Israels Außenminister Eli Cohen trifft am 2. Februar in Khartum auf den Führer der sudanesischen Übergangsregierung, General Abdel-Fattah al-Burhan
Israels Außenminister Eli Cohen trifft am 2. Februar in Khartum auf den Führer der sudanesischen Übergangsregierung, General Abdel-Fattah al-Burhan (Quelle: JNS)

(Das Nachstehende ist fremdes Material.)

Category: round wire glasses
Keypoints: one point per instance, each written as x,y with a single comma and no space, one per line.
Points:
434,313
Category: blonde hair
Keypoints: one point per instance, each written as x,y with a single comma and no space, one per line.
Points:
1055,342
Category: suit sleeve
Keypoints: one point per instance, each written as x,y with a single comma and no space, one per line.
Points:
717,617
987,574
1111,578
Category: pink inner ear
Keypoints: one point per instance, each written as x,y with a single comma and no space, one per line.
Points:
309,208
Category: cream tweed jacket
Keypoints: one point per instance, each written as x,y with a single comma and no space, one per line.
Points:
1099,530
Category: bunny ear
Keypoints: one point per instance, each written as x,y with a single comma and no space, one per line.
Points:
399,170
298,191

Nach Ansicht des israelischen Außenministers Eli Cohen ist eine neue Realität in Sicht, in der die »drei Neins« von Khartum zu den »drei Jas« werden könnten.

Andrew Jose

Der israelische Außenminister Eli Cohen traf Anfang Februar mit General Abdel Fattah al-Burhan, dem Vorsitzenden des sudanesischen Übergangsrates für Souveränität, zusammen, was das israelische Außenministerium als einen »historischen diplomatischen Besuch« in Khartum bezeichnete. Die Parteien stellten den Text eines Normalisierungsabkommens fertig, das der Sudan mit Israel in Washington unterzeichnen wird, sobald die sudanesische Regierung den erwarteten Übergang von der Militär- zur Zivilregierung abgeschlossen hat.

Das am Donnerstag, den 2. Februar fertiggestellte Dokument knüpft an ein Abkommen vom Oktober 2020 an, in dem sich der Sudan zur Normalisierung der Beziehungen zu Israel bereit erklärt hat, vorausgesetzt, die Vereinigten Staaten streichen das afrikanische Land im Gegenzug von der Liste der staatlichen Förderer des Terrorismus des Außenministeriums.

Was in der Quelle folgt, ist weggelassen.